Le 13 octobre 2016, le roi Bhumibol Adulyadej, régnant sous le nom de Rama IX, est décédé à l’âge de 88 ans. Il n’était pas destiné à régner, mais son frère aîné est décédé (à 20 ans) après seulement quelques mois de règne, suite à un accident par arme à feu qui a eu lieu au palais royal. Un accident très controversé… Ainsi, depuis 1 an la Thaïlande est en deuil. Au début, les autorités prévoyaient d’interdire la vente d’alcool et les évènements festifs pour les 12 mois à venir, mais l’économie du pays étant fondée sur le tourisme, les mesures se sont assouplies, restreignant toute « manifestation de joie » pendant 30 jours. Comme je vous l’expliquais dans mon article sur Bangkok, le corps du roi était depuis exposé dans une salle du palais royal, où seuls les thaïs avaient le droit d’entrer.
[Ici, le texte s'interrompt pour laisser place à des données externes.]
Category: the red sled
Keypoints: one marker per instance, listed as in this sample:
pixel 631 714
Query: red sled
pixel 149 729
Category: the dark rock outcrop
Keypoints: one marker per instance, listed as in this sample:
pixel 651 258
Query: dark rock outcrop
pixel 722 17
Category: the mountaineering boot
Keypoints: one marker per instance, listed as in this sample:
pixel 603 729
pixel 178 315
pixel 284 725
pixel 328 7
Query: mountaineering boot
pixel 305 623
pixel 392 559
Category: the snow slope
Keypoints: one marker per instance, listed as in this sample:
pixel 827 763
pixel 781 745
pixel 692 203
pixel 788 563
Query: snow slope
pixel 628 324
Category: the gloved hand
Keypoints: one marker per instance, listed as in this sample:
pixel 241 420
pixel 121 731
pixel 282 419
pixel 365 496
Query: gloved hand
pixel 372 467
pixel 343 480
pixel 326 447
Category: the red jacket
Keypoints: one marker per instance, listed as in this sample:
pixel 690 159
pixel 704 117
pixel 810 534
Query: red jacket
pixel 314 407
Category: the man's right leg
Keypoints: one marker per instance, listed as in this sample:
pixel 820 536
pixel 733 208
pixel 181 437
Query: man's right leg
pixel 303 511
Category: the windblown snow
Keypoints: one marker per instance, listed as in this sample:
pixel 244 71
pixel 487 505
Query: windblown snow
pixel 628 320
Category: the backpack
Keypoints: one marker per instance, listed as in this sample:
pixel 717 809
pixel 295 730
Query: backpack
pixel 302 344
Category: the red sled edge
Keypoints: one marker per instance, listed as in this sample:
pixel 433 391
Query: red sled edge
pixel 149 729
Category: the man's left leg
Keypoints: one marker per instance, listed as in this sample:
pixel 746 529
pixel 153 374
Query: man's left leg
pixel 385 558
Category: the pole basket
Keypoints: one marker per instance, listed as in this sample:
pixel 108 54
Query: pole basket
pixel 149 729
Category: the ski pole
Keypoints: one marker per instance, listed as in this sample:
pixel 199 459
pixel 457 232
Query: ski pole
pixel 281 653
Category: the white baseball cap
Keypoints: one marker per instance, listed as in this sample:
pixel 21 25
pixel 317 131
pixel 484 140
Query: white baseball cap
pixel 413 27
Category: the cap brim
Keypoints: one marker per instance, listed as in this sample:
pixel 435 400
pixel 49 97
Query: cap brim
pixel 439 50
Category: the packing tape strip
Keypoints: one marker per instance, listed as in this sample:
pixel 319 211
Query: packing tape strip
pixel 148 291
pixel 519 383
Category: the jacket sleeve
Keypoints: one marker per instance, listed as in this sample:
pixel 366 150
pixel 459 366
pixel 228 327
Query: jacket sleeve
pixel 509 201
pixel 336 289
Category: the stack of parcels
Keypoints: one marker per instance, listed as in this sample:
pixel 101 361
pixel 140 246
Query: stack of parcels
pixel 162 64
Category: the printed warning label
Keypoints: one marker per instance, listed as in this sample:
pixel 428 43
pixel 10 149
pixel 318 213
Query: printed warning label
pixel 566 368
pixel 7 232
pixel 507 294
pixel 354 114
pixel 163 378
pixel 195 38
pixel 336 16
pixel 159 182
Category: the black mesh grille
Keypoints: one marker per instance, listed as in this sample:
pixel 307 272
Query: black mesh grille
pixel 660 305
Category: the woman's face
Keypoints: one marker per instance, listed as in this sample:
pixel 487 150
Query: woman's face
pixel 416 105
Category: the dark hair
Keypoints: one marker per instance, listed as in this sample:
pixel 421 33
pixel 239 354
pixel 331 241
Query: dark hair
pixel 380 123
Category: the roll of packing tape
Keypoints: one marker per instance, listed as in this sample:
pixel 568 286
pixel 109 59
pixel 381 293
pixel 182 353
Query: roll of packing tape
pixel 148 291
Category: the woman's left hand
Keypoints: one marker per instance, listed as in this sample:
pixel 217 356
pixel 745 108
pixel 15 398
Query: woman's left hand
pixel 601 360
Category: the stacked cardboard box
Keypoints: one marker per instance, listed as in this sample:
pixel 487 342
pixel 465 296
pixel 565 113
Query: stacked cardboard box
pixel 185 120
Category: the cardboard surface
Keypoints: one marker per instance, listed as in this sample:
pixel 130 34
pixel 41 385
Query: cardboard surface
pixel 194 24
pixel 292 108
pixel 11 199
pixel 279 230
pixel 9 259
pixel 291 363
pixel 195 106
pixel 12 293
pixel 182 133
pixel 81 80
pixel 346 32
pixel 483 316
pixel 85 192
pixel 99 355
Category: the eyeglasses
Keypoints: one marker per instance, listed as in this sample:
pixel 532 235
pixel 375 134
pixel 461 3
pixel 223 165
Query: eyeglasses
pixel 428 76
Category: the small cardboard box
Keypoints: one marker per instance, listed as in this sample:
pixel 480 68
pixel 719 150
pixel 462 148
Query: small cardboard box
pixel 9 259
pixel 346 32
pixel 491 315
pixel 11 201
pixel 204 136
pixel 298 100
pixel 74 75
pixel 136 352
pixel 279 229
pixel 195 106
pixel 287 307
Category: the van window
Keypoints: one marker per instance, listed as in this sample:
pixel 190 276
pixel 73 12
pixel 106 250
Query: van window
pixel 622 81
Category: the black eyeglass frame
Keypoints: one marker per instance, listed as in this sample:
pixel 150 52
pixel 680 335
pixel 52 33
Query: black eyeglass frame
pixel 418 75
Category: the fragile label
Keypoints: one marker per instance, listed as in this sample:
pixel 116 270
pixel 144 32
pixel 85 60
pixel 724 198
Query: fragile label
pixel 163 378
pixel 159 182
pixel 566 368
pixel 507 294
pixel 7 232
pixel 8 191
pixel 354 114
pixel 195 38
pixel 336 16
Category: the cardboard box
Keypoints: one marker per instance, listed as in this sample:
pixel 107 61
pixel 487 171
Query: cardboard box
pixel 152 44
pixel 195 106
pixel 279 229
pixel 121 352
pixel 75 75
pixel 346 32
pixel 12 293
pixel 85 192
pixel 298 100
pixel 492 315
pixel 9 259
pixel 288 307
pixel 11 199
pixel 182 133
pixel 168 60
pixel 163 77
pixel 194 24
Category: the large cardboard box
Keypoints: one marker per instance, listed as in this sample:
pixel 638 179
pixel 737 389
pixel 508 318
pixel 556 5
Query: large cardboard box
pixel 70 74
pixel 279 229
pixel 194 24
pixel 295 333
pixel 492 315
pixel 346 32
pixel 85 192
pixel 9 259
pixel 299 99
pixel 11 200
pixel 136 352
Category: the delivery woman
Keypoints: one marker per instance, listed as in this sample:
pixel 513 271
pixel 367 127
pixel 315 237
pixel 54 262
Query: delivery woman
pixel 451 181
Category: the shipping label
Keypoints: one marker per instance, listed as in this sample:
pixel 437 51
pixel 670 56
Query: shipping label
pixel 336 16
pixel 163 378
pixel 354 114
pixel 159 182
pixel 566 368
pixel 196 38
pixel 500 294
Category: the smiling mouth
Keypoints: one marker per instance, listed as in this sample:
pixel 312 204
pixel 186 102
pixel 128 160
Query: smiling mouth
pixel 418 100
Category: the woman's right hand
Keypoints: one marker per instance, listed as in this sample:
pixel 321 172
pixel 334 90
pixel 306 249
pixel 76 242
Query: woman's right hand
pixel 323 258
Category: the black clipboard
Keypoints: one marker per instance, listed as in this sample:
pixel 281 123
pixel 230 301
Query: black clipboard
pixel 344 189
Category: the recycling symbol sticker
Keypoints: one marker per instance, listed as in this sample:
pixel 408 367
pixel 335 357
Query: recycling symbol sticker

Le premier week-end d’octobre, les thaïs faisaient déjà la queue sur plusieurs pâtés de maison, tous vêtus de noir, pour pouvoir se recueillir devant le corps une dernière fois avant que celui-ci ne soit préparé pour la crémation.
Le mois d’octobre et son ambiance pesante avant la crémation du roi.
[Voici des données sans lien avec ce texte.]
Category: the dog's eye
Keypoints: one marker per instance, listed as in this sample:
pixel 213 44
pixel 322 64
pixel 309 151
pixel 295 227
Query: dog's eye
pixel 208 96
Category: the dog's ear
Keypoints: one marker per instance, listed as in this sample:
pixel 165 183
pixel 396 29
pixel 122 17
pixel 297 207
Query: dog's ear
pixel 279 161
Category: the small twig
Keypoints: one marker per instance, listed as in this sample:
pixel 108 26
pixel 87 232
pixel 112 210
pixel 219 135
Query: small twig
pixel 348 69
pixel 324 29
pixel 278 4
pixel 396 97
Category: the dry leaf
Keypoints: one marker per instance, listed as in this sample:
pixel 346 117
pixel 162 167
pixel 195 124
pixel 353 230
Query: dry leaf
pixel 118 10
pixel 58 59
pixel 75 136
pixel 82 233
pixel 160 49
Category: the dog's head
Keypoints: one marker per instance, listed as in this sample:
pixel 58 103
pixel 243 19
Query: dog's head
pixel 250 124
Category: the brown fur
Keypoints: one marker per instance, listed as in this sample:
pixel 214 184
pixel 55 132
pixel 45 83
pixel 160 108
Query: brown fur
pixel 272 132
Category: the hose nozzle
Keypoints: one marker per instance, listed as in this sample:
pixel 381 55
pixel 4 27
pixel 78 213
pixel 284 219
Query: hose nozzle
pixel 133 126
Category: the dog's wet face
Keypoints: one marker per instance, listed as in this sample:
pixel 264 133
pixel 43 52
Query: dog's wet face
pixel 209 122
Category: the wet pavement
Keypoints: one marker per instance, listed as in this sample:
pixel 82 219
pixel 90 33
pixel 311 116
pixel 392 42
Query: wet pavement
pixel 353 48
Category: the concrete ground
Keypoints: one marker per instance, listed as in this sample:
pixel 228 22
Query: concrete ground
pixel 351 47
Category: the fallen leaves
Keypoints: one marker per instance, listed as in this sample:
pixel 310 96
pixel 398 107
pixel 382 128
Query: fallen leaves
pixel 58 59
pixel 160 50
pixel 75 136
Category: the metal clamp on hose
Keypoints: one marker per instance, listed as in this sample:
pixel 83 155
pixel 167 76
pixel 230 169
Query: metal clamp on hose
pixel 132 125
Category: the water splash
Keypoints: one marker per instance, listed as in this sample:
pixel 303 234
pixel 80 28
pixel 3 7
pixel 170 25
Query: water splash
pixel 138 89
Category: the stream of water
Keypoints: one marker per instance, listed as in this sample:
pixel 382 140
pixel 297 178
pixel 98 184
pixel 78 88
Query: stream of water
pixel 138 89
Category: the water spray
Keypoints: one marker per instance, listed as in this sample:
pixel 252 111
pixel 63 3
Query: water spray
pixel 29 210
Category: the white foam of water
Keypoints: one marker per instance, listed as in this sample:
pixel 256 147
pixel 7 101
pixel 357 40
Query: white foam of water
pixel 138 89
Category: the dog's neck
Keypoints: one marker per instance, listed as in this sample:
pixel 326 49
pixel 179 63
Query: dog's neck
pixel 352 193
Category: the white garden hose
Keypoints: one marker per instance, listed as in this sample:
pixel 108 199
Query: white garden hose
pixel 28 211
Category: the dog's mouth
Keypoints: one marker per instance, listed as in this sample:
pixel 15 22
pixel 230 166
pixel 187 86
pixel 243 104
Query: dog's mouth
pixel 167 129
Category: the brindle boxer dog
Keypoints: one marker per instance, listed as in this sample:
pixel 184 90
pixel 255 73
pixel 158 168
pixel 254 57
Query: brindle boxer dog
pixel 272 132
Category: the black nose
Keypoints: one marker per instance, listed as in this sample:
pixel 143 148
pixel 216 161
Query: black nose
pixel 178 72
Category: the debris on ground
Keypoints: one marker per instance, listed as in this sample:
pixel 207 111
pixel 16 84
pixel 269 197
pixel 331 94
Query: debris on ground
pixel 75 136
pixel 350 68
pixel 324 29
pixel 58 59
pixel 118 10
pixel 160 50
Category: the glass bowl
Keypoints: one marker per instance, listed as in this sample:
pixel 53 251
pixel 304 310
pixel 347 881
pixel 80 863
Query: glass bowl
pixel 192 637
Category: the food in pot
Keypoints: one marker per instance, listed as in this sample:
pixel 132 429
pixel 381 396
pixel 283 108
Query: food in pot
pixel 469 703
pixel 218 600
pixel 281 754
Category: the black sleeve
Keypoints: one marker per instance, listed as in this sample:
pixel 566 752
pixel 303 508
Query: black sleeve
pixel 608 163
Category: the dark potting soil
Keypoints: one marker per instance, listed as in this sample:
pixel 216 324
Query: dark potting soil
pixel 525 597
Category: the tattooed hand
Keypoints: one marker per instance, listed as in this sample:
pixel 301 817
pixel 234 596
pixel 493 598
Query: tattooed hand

Le mois d’octobre marquant les 1 ans de la mort du roi, les préparatifs en vue de sa crémation se sont intensifiés. Tout d’abord, à Bangkok, les gens faisaient la queue devant le palais royal pour dire adieu au roi, avant que son corps ne soit enlevé en vue de la cérémonie de crémation. Un peu partout, on voyait les thaïs porter une broche noire en signe de deuil. A Chiang Mai, nous avons vu fleurir peu à peu des banquettes de fleurs jaunes. Comme je l’expliquais ici, chaque jour est associé à une couleur, et le roi étant né un lundi, on porte du jaune en son honneur. Entendez par là que des portraits énormes du roi ont été ajoutés un peu partout dans la ville, en plus des portraits de propagande habituels, et que des murets ont été spécialement construits pour accueillir des banquettes. Nous avons remarqué la même chose à Pai, il y a 2 semaines. Ensuite, le 13 octobre, jour anniversaire de la mort de Rama IX, la vente d’alcool n’avait pas lieu, bien que non interdite officiellement, et de nombreux commerces étaient fermés. Les autorités n’avaient pas imposé la fermeture des établissements, mais certains articles de presse témoignent de visites surprises des autorités imposant la fermeture à certains commerces… D’autres thaïs n’ouvraient pas leur boutique de leur propre chef, en signe de respect. A partir du 13 octobre, des drapeaux noirs ont également été accrochés sur les axes principaux de Chiang Mai. Le jour a également été déclaré férié, et ce pour les années à venir. Les drapeaux de tous les services publiques sont également en berne du 15 au 27 octobre. Enfin, du 21 au 29 octobre, les bars ne passent plus de musique, ou à bas volume. La consommation d’alcool se doit d’être tenue dans un cadre très privé, même pour un mariage : cela doit se faire dans un hôtel ou une maison, derrière des portes fermées. Pour ma part, en sortant en boîte vendredi 20, la musique était très basse, le quartier quasiment désert, et une grande banderole expliquait qu’en signe de respect pour le roi, la musique serait jouée à bas volume.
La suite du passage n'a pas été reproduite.